The new commands will keep getting into replay loop until the dependency chain ends. The negative influence of the replay on the rest of the chain results not only into the increased operations latency, but also into absolutely inefficient waste of computational resources, because all the operations in the replay system have to be executed at least twice: first time before and second time after the replay. And as we have already pointed out, the commands can be re-executed a few times while waiting for the data to be ready, so the resources workload may grow more than twice.
In real applications the loops of dependent commands may disappear, if some events cause pipeline clearing, or the “holes” will be “patched”. Here I mean that there are enough commands from independent chains fitting into the “holes” between the operations sent back to replay (like in the example on Pic.4b).
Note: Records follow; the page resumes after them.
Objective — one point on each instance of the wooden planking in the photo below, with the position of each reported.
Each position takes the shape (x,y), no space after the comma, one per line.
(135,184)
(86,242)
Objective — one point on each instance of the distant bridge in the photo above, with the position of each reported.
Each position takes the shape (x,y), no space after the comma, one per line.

However, it is extremely hard to predict in the program code when “patches” like that might be needed, since the final decision about the order of commands execution depends on the scheduler, which may not necessarily “patch the hole” in the right moment of time.
Moreover, you know already that Pentium 4 processor features 5 schedulers. Each scheduler has its own replay system, so the commands of different types circle inside different replay loops thus increasing the number of “holes” in each of them, which automatically increases the probability of the dependent commands looping.
As we managed to find out, the “holes” between commands resent for repeated execution, which create long-lasting replay looping, are the major reason why the MOV EAX, [EAX] succession dependency chain will not help during the L1 cache latency measurements in the Pentium 4 processor. The existence of “holes” also explains the graph we offered you in the very beginning of this article. It turns out that once the commands from the dependency chain fall into the “holes” and worst comes to worst, they start lopping more than actually necessary thus increasing the execution latency tremendously. The number of these “loops” they make depends on the combination of ‘holes”, load commands and the number of commands between loads.
Our investigation used undocumented command counters for the operation sent to replay. Besides, we also developed special tests where we arranged the commands between the loads in such a way that the created “patches” wouldn’t let the commands from the dependency chain to get into the “holes” between the replayed commands. Our results proved the theory: if the “holes” are “patched” in time with other commands the succession will be protected against looping and the program code will be executed much faster, and the measured cache latency will match the values claimed in the official documents.
This way, the usual way of calculating the latency doesn’t work for NetBurst architecture (such as the latencies in case of L1 cache miss, for example). The actual number will include not only the latency itself, but also the additional delay caused by replay looping. The looping may actually take quite long, so the effective latency may reach hundreds of clocks instead of only 9. The worst thing however, is that replay delays the execution of not just once instruction, but blocks some execution resources, that could have been used for other independent operations in the meanwhile.